What is interesting is that comparing the author in the dialogues of IV Ezra with the writings of Paul, Sanders does not see an agreement with the “Paul’s pessimism concern life in ‘the flesh.’ Sanders, 546) The Qumran is compared to the writings of Paul where in the Qumran “the weakness of sinful flesh is not a power out of the hands of the elect.” In comparison to Paul, “on the matter of sin, the ideas are fundamentally different.” (Sanders, 547) The differences have to do with Judaism atoning for transgressions—not death. Sanders goes into to explain, “However close the feeling of corporate unity with Judaism there are no expressions parallel to Paul’s statement that Christians become one person in Christ…the body of Christ is not analogous to Israel.”(Ibid.) It’s clear from Sanders that Paul’s teaching is something innovative and must be separated from the lens of 1st century Palestinian Judaism.
Finally, Sanders concludes, “This in all essential points—the meaning of ‘righteousness, the role of repentance, the nature of sin, the nature of the saved ‘group,’ and most importantly, the necessity of transferring from the damned to the saved—Paul’s thought can be sharply distinguished from anything to be found in Palestinian Judaism. (Sanders, 548).
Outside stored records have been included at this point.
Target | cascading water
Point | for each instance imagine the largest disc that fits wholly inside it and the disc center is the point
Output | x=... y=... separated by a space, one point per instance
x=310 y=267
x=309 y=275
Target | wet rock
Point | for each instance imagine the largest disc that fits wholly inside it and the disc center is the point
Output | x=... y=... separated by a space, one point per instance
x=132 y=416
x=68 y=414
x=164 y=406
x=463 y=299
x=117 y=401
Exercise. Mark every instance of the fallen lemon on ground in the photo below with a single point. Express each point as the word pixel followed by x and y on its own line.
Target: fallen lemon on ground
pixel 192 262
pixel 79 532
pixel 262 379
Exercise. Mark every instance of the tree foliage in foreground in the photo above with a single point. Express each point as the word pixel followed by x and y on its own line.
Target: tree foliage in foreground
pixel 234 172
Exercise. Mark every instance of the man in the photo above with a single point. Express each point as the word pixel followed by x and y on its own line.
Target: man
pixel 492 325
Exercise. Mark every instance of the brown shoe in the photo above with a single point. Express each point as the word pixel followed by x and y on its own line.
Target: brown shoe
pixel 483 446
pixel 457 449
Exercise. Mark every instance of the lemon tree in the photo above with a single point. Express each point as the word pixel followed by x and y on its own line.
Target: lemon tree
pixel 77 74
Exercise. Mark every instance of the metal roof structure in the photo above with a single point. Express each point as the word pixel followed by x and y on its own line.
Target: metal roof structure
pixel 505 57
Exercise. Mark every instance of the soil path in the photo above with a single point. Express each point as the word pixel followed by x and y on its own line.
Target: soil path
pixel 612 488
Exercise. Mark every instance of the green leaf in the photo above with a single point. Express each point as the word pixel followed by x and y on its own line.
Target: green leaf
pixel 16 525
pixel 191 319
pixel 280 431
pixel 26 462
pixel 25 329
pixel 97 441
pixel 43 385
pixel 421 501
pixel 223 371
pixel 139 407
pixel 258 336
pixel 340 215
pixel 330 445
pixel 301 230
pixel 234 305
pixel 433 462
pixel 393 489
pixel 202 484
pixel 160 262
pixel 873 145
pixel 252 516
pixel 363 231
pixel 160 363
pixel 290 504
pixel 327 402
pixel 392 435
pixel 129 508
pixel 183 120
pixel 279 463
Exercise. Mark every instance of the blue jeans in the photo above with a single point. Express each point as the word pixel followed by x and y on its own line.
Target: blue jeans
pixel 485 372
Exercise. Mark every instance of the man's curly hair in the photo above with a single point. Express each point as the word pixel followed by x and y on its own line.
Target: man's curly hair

The importance of Sander’s work is the understanding that one cannot simply use Judaism to jump over Jesus Christ and St. Paul in an attempt to abrogate central doctrines of orthodox Christian teaching because they find disagreement with them for whatever reasons. As I discussed with Nicholas, Augustine did not originate the idea of sinful flesh that is transmitted to every human. The idea is very much in the writings of Paul that Augustine plainly put into terminology. Judaism cannot be used in a manner to reinterpret what Paul really meant against Augustine because the idea originated in Paul’s own work, thus Divine Revelation of Holy Scripture, that made the separation from Judaism.
 Augustine, and John K. Ryan. The Confessions of St. Augustine. (New York: Image Books, 2014), 28.
 Dr. Jonathan Yates, “Augustine and Genesis 3” Confessions Version 2.1.4 Villanova University.
 Augustine of Hippo, “A Treatise on Nature and Grace,” in Saint Augustin: Anti-Pelagian Writings, ed. Philip Schaff, trans. Peter Holmes, vol. 5, A Select Library of the Nicene and Post-Nicene Fathers of the Christian Church, First Series (New York: Christian Literature Company, 1887), 123.